Mise En Place is a French term which means everything in place. Why is this a cooking technique? Let me explain…
In cooking, timing is of the essence. Your onions and garlic are sauteing away in the skillet. Your attentions turns to slicing up the meat. Meanwhile, your onions are brown around the edges and the little bits of garlic turn into dark, burnt crisps. Whoops…. In baking, it is even more critical. While you are meticulously measuring out your next ingredient, you overbeat the batter, and the resulting cake is dense, chewy and not at all pleasant.
Now introducing...Mise En Place. This is the first step of every recipe. It is rarely stated. It’s the hidden step before step one in (seriously) EVERY recipe. A recipe reads like this… 1 cup of carrots, julienned, 1 onion, diced, 1 lb of chicken, sliced thin. There is a step in there that isn’t part of your recipe instructions. You must first julienne the carrots, dice the onion, slice the chicken. This is Mise En Place.
Make sure you have prepped all of the ingredients to the state they are in the ingredient list BEFORE you begin the recipe. This is so life changing. Does that mean that the recipe is more patchke and prep than it says? Maybe. I include chopping and measuring time when I say “Prep Time: 5 minutes,” not every recipe will factor that in. For less patchke, you can buy pre-prepped veggies and meat. Buy sliced chicken. Buy diced onions. Most markets will sell these things ready to go for those of us who are willing to spend the money to save the time.
The next step is to measure every ingredient. 2 cups of flour? Measure them into a bowl. If it needs sifted, sift it while measuring. Need 4 eggs? Crack and check your 4 eggs so they are ready to go. Having everything measured means when it’s time to add the ingredient, you only have to pour it in.
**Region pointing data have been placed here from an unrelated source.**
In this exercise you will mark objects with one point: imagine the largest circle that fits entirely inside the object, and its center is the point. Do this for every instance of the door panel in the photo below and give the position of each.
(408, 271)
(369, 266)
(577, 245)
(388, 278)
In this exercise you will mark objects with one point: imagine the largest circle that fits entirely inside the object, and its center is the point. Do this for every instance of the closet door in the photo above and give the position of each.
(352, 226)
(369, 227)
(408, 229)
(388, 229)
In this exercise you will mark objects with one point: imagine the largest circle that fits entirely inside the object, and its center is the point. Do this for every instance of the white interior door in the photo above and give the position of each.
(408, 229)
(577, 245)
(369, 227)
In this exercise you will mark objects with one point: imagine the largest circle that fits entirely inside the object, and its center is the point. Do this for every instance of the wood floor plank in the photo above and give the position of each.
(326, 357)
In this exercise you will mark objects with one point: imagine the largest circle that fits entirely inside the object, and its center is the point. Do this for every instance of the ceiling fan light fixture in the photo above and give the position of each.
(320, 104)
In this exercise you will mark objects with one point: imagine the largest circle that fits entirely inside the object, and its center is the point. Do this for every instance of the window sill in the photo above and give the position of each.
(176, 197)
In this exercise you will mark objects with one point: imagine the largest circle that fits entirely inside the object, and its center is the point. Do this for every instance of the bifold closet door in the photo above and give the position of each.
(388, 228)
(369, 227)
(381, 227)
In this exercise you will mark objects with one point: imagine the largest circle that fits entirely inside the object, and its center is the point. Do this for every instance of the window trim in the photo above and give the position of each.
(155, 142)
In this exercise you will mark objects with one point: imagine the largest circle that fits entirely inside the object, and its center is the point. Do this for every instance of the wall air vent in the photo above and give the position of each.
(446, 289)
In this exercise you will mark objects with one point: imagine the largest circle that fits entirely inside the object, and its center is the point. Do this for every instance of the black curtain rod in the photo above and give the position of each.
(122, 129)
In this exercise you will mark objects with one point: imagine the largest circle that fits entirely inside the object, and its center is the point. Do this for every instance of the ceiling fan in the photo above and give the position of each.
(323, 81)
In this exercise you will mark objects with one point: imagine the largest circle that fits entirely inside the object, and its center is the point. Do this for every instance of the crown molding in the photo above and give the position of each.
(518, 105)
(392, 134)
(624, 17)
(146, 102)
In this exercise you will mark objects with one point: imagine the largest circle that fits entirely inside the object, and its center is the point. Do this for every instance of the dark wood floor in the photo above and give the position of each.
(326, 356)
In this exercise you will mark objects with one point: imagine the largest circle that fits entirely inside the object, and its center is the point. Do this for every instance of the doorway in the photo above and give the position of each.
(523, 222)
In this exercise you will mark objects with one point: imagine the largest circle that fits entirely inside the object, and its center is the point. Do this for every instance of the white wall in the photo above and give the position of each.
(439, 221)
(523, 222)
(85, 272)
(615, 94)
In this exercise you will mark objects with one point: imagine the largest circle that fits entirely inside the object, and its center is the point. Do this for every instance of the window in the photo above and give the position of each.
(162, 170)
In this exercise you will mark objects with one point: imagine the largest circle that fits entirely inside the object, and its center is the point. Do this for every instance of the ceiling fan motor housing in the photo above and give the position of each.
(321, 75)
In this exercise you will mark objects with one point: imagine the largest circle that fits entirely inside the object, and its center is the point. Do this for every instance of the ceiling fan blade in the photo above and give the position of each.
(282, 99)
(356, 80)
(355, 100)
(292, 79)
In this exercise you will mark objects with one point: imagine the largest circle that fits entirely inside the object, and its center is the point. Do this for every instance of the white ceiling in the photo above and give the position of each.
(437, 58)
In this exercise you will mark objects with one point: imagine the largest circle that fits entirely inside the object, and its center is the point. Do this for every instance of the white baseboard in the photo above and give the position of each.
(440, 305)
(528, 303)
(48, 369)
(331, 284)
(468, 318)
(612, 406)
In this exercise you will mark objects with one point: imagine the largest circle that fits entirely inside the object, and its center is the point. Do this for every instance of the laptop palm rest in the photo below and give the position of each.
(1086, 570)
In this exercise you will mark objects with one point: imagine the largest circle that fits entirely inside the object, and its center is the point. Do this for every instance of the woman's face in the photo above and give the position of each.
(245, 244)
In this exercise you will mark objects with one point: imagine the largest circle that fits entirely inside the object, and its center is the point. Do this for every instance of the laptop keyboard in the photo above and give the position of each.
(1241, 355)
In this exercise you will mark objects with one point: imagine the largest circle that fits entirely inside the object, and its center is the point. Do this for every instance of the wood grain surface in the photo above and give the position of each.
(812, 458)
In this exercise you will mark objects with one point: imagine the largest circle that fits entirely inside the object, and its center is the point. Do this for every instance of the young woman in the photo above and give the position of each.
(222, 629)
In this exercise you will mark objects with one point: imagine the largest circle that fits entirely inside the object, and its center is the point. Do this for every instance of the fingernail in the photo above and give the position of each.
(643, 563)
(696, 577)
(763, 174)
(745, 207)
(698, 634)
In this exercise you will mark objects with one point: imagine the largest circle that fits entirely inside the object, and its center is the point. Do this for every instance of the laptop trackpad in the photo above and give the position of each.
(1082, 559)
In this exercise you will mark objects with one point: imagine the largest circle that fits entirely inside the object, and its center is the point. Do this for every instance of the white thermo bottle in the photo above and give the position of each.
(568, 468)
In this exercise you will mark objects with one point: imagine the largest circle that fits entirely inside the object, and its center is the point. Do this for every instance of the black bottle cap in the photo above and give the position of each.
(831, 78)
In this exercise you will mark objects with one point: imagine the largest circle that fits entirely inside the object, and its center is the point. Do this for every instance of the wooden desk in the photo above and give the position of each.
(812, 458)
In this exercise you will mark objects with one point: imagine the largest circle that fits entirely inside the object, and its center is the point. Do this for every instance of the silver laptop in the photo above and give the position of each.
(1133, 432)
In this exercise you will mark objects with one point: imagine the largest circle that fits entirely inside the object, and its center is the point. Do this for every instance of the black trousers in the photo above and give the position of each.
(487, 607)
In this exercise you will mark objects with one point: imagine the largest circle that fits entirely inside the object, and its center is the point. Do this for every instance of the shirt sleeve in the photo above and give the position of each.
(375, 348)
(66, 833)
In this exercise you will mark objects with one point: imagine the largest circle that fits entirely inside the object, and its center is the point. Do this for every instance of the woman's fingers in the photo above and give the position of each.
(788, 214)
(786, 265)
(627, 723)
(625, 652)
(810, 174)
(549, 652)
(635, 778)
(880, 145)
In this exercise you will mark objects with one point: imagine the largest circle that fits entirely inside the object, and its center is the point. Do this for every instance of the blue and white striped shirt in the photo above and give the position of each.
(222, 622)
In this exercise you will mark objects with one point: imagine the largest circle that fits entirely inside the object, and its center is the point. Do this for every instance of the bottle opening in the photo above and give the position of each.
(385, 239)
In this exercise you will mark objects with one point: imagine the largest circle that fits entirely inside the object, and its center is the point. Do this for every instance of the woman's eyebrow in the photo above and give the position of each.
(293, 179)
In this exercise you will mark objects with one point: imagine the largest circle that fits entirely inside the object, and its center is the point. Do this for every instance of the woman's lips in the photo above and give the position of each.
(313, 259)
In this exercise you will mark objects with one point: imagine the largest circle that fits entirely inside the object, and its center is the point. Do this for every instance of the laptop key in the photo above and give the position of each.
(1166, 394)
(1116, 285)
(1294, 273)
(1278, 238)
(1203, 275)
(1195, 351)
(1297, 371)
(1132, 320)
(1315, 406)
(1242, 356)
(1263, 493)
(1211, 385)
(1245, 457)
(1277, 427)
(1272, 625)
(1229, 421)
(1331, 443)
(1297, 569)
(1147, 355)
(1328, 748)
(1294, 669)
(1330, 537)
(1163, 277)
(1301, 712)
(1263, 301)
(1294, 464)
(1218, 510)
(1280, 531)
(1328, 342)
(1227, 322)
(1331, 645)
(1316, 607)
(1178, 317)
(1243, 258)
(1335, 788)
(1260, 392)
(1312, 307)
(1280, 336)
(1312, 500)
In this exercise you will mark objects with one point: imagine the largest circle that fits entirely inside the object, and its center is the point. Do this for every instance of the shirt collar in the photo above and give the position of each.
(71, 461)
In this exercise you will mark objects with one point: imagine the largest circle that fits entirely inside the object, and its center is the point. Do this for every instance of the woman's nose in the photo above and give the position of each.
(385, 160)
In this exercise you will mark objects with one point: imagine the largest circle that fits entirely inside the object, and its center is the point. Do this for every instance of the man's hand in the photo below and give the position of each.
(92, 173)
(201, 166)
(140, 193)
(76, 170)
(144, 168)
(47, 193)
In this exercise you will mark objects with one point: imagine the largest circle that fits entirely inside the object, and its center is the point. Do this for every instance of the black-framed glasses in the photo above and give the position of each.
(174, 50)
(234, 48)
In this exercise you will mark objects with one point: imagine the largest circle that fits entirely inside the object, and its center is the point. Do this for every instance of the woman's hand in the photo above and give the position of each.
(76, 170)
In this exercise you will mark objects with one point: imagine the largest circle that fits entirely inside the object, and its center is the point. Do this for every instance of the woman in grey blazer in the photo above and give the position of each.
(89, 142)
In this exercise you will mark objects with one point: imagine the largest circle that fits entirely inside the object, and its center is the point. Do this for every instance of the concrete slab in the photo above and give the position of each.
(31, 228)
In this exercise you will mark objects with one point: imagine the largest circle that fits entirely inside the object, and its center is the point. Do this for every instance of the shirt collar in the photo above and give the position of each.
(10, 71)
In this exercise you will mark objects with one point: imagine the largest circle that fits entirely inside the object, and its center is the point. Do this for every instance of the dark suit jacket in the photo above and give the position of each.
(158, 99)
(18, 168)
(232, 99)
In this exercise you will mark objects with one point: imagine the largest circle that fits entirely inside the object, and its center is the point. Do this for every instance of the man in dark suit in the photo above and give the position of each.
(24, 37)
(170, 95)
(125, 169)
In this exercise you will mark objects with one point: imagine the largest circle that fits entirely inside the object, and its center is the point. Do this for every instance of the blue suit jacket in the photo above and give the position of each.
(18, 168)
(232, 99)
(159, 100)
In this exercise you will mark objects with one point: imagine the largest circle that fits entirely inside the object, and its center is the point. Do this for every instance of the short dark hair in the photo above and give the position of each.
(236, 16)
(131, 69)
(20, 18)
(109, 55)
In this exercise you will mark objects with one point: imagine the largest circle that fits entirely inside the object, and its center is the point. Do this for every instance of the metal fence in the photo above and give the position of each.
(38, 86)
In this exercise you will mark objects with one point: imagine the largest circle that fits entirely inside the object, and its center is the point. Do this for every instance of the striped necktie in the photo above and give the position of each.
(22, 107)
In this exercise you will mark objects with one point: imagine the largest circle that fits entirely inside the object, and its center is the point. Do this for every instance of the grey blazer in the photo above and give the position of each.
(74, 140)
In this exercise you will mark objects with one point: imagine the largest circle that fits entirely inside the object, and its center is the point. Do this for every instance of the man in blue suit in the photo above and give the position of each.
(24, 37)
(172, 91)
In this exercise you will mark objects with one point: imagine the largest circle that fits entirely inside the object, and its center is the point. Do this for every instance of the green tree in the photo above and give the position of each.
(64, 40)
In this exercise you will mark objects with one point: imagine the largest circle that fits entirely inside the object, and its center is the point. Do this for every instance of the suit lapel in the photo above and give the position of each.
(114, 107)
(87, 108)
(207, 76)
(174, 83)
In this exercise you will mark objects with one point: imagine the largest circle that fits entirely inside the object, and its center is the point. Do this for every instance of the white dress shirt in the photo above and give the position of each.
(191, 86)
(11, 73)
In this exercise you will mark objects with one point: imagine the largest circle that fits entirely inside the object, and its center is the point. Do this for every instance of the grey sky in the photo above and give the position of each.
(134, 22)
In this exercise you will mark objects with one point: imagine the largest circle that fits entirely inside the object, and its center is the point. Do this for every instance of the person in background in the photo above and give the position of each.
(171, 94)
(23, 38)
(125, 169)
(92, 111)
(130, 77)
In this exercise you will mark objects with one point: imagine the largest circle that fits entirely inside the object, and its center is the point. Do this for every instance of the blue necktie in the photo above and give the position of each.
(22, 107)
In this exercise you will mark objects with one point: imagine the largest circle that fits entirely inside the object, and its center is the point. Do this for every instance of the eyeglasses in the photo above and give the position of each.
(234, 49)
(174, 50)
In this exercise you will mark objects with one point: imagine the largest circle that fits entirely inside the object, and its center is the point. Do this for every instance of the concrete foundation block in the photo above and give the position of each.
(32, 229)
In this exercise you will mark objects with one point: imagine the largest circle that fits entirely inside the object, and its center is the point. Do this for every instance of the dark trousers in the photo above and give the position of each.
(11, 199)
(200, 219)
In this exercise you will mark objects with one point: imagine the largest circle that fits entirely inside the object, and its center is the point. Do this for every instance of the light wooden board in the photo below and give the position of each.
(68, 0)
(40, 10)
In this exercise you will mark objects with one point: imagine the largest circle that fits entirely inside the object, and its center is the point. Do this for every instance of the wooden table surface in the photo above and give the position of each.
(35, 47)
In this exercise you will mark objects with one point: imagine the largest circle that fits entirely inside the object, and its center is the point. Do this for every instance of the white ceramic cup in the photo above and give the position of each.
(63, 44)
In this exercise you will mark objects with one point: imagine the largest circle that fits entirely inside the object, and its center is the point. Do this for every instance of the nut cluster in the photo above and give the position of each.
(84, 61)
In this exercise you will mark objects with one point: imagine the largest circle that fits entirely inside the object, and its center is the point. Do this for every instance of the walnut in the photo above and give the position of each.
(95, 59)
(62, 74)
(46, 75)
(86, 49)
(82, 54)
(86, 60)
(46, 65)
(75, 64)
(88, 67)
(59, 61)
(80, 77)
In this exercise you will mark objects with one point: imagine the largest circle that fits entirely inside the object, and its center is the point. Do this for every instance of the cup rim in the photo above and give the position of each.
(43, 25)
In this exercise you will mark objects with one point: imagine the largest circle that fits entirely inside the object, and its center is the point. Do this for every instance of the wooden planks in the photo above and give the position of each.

Should I pre-measure the spices too? I usually don’t. I keep a measuring spoon at the ready, and I have every spice I need out. This way I can measure without having to move around. It’s key to have every spice you need right there at the ready. If you need to tweak the salt or add a pinch more spice, you don’t want to run back to the spice cabinet and start digging around while your food dies in the pan.
Mise En Place sometimes takes longer than the recipe itself. That’s ok! Because the entire recipe will move seamlessly if the prep was complete at the beginning. Now get cooking!...but first, Mise En Place.